1) “Ignore, imitate, coalise”? The difficulties of dealing with the AfD

In den letzten Jahren hatte Deutschland kaum bedeutende populistische, radikal rechte oder extrem rechte Parteien in seinen Parlamenten. Jetzt hat die Alternative für Deutschland (AfD) starke lokale und regionale Wurzeln und ist in 14 von 16 Landtagen und im Bundestag vertreten. Um der Gefahr für die liberale Demokratie zu begegnen, schlägt der Autor eine umfassende, aber anpassungsfähige Strategie für den Umgang mit der AfD vor. Die Strategie besteht aus drei Säulen: Verzicht auf Zusammenarbeit mit der AfD auf höchster Parteiebene, attraktive politische Angebote für Wähler und eine gründliche Prüfung und Vorbereitung eines möglichen Verbots der AfD. Der Verzicht auf Kooperation schließt politische oder gesetzgeberische Annäherungen aus. Eine klare programmatische Alternative für "gute Politik" soll Wähler ansprechen, während die dritte Säule die Möglichkeit eines AfD-Verbots prüft. Eine positive Ausrichtung auf liberale Demokratie und ein starker Rechtsstaat sind entscheidend, um die AfD selbstbewusst einzudämmen und gleichzeitig die Bürger für die demokratische Grundordnung zu gewinnen. (Maximilian Kreter, OxPol)

Ich will vor allem noch einmal die Geschichte der Zusammenarbeit ansprechen. Daniel Günther betont gerade bei jeder Gelegenheit, dass das Erfolgsmodell Schleswig-Holsteins darin bestehe, dass alle demokratischen Parteien die AfD bewusst kleinhielten, indem sie ihr keinen Profilierungsspielraum gäben. Dieselbe Vorgehensweise gegenüber der NPD fuhren die demokratischen Parteien in Mecklenburg-Vorpommern für über ein Jahrzehnt. Ich glaube, dass die Idee, dass diese Art der Ausgrenzung die AfD stärken würde, zu den größten Irrtümern der Jahre seit 2015/16 zählt. Auch die LINKE hatte ihre stärkste Zeit, als alle über sie sprachen und sich gegenseitig versicherten, wie schrecklich sie sei, und ist im Sinkflug, seit niemand mehr über sie spricht. Was die politische Auseinandersetzung betrifft, habe ich ja bereits im letzten Vermischten betont, dass das fehlt, während ich beim Verbot sehr unsicher bin, welche Aussichten das haben soll.

2) Müssen Jugendliche besser lesen lernen? – Eine kritische Bemerkung zu einer populären Forderung

In dem Text geht es um die Ergebnisse der PISA-Studie 2022 zum Leseverständnis von Jugendlichen in der Schweiz.

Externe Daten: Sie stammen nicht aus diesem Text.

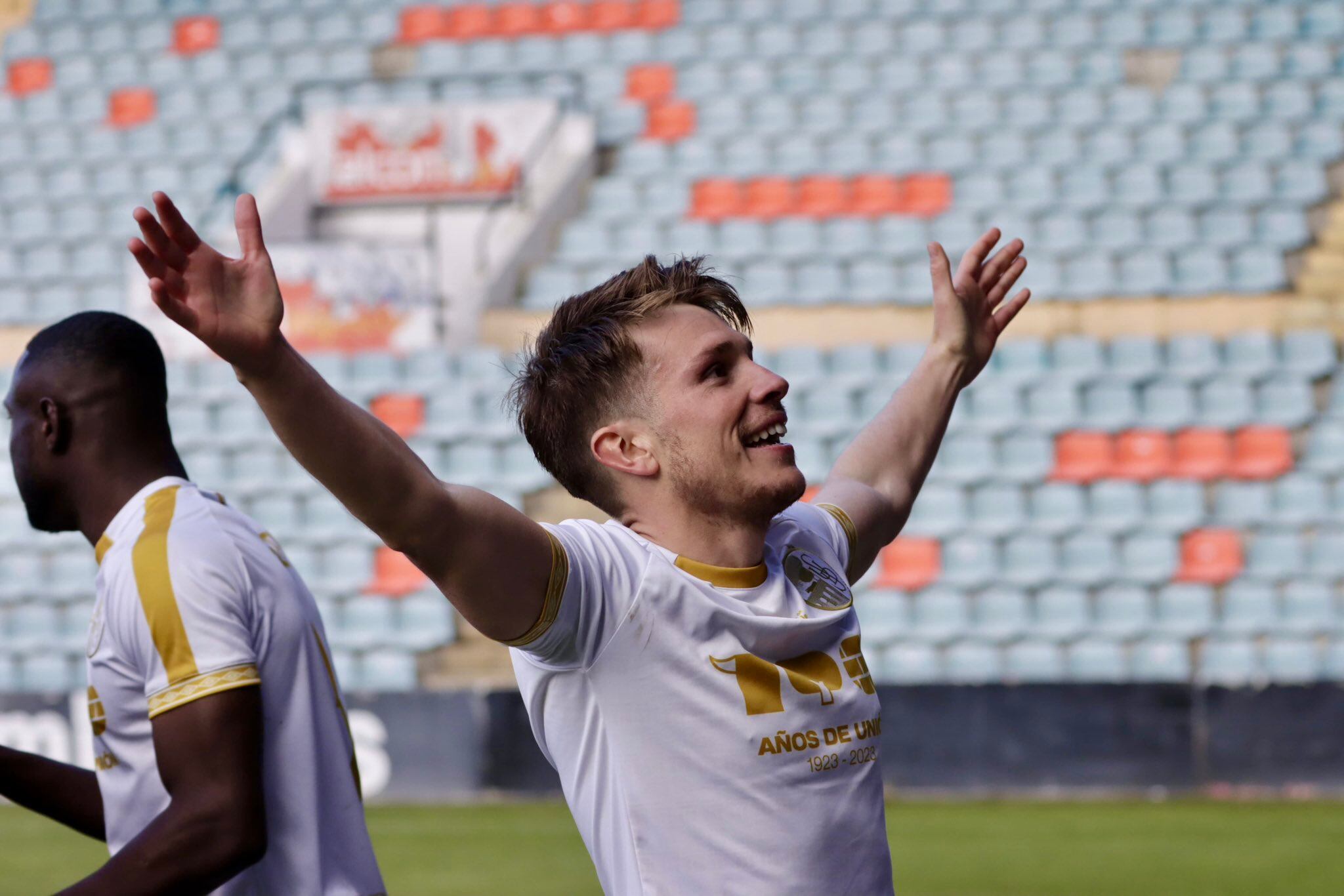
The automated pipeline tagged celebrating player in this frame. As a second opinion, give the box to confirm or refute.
[0,312,383,896]
[131,193,1028,895]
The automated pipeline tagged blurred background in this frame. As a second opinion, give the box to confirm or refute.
[0,0,1344,893]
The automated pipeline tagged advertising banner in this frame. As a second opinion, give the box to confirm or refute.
[308,100,559,204]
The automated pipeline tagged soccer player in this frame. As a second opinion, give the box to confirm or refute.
[0,312,385,896]
[129,193,1028,895]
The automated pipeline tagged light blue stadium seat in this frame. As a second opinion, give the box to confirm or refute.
[1244,529,1307,582]
[1199,638,1261,688]
[1028,482,1087,535]
[1090,583,1153,638]
[907,587,971,643]
[975,586,1031,641]
[877,642,942,683]
[1153,583,1213,638]
[1129,638,1191,682]
[1280,579,1344,636]
[1031,585,1091,641]
[903,483,967,537]
[944,641,1003,683]
[1217,579,1278,637]
[1067,638,1129,682]
[941,535,999,588]
[855,591,910,645]
[1213,481,1271,527]
[930,434,995,483]
[1087,479,1144,532]
[1004,641,1064,681]
[1196,376,1255,428]
[1280,329,1337,379]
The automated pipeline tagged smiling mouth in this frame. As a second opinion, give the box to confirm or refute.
[742,423,789,447]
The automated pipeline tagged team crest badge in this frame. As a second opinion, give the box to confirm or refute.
[784,545,853,610]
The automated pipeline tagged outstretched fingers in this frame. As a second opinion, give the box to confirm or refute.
[153,192,200,253]
[985,256,1027,308]
[995,289,1031,333]
[957,227,1003,282]
[132,207,187,270]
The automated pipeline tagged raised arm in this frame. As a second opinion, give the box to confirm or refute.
[129,193,551,641]
[816,228,1031,582]
[0,747,105,840]
[62,687,266,896]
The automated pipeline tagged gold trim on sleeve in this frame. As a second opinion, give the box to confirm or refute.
[816,504,859,554]
[131,485,198,685]
[149,662,261,719]
[503,529,570,647]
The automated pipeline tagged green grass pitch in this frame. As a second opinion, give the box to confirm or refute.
[0,801,1344,896]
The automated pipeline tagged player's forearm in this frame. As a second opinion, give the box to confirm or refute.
[0,747,106,840]
[830,345,963,526]
[60,798,266,896]
[236,340,441,547]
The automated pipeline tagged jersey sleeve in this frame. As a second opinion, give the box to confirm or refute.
[122,505,261,719]
[776,501,858,573]
[508,520,649,669]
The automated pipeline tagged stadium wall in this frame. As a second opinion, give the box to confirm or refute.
[8,683,1344,802]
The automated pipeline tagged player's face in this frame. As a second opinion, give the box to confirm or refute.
[636,305,807,524]
[4,359,75,532]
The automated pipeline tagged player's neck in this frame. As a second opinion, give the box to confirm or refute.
[78,446,187,544]
[621,508,768,568]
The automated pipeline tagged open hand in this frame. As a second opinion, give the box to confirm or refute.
[929,227,1031,386]
[127,192,285,371]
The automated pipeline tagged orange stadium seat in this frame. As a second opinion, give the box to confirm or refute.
[398,5,448,43]
[108,87,158,128]
[902,174,952,218]
[644,100,695,142]
[1227,426,1293,479]
[495,3,541,37]
[364,548,427,598]
[1049,430,1116,482]
[691,177,744,220]
[172,16,219,56]
[541,0,591,33]
[797,174,849,218]
[625,63,676,102]
[1176,529,1244,584]
[368,392,425,439]
[1171,427,1232,479]
[1113,430,1172,482]
[635,0,681,30]
[8,58,52,96]
[589,0,636,31]
[877,537,942,591]
[744,177,795,220]
[442,3,495,40]
[849,174,902,218]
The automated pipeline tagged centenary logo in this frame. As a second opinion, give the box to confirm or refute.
[784,545,853,610]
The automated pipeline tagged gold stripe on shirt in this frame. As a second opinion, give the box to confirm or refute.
[149,662,261,719]
[817,504,859,554]
[131,485,198,685]
[504,531,570,647]
[676,556,767,588]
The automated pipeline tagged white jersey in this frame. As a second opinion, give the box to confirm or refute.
[87,477,385,896]
[512,504,892,896]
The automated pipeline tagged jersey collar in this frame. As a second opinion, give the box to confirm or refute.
[93,476,191,565]
[673,555,766,588]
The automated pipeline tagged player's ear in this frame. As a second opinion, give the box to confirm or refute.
[37,397,70,454]
[589,420,659,476]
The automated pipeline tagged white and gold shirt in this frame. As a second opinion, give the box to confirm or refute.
[511,504,892,896]
[87,477,385,896]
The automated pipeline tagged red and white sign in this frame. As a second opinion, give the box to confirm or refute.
[308,100,559,204]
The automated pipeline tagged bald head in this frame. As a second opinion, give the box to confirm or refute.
[4,312,180,532]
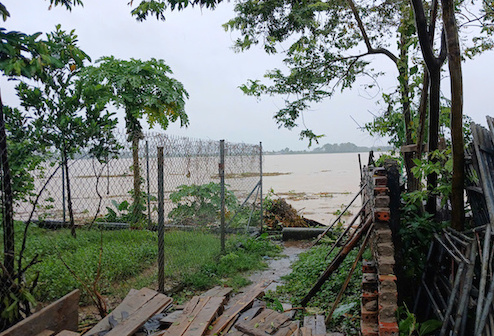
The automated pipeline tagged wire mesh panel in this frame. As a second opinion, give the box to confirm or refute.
[0,129,262,329]
[15,133,260,230]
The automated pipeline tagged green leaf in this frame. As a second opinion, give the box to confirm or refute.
[419,320,442,336]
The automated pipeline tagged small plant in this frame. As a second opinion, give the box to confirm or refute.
[333,204,353,216]
[104,191,157,228]
[398,305,442,336]
[168,182,238,226]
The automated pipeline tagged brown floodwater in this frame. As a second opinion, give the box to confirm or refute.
[249,241,311,291]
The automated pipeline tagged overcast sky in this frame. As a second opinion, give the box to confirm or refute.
[0,0,494,150]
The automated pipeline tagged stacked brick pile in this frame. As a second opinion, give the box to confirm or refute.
[361,168,399,336]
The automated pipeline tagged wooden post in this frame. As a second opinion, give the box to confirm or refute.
[219,140,226,254]
[158,147,165,293]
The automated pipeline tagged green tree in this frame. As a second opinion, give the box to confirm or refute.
[0,0,81,329]
[86,57,189,222]
[17,25,118,237]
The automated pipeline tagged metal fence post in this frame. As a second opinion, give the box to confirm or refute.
[259,142,264,233]
[158,147,165,293]
[219,140,225,254]
[60,151,67,226]
[146,140,151,228]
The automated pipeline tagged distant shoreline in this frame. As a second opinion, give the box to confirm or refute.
[264,142,393,155]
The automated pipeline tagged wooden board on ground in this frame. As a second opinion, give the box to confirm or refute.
[235,309,298,336]
[55,330,81,336]
[85,288,158,336]
[161,296,225,336]
[36,329,55,336]
[207,281,270,336]
[300,327,312,336]
[0,290,80,336]
[160,310,183,326]
[201,286,233,297]
[106,293,172,336]
[304,315,326,336]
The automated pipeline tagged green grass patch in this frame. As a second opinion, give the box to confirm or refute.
[184,236,282,289]
[268,231,362,335]
[0,223,280,304]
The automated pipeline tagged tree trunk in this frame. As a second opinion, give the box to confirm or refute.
[132,135,142,223]
[63,145,77,238]
[397,22,419,192]
[0,89,15,279]
[426,67,441,215]
[442,0,465,231]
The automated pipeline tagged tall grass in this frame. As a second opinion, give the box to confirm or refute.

Etwa ein Viertel der 15-Jährigen kann zentrale Aussagen in einfachen Texten nicht erkennen, während knapp 10% anspruchsvolle Texte verstehen können. Die Reaktionen darauf variieren, einige suchen die Ursache in digitalen Medien, andere fordern, Lesen wieder "cool" zu machen. Der Autor argumentiert, dass viele dieser Forderungen das eigentliche Problem verfehlen. Ein relevanter Teil der Jugend liest keine literarischen Texte mehr, sondern konsumiert digitale Medien wie TikTok und Games. Die Fähigkeiten zum Lesen digitaler Texte unterscheiden sich von denen, die bei PISA gemessen werden. Dies führt dazu, dass die Bedeutung des Lesens schriftlicher Texte eine andere ist. Der Autor schlägt vor, nicht zwangsläufig das Lesen zu verbessern, sondern Wege zu finden, mit der veränderten Medienlandschaft umzugehen und trotzdem eine gute Bildung zu gewährleisten. (Philippe Wampfler, Schule Social Media)

Ungeachtet der praktischen Folgen, die sich aus Wampflers Beobachtungen ergeben (könnten): die Analyse als solche ist sicherlich richtig. Der bürgerliche Bildungskanon wird exklusiver, weil immer weniger gelesen wird. Das Aussterben des Lesens als freiwilliger, der Freizeit zuzurechner Kulturtechnik wird in den Debatten viel zu wenig rezipiert, und Wampfler hat auch Recht damit, dass die üblichen Klagen um mangelnde Lesefähigkeiten von jenen kommen, die die Kulturtechnik noch schätzen und deswegen diejenigen, die keinen Kontakt mehr dazu haben, gar nicht erreichen. Ich bin allerdings skeptisch, wie viel Lesezeit in Schulen da helfen kann. Wer nicht lesen will, wird das auch in der Lesezeit nicht tun. Gleichwohl muss die Schule mehr als zuvor Räume öffnen, in denen Jugendliche überhaupt erst mit Literatur in Berührung kommen und so eine mögliche Liebe überhaupt erst entdecken können. Die aktuelle Schwerpunktsetzung des Deutschunterrichts mit seinen möglichst unattraktiven Lektüren aber wird dem sicherlich nicht gerecht.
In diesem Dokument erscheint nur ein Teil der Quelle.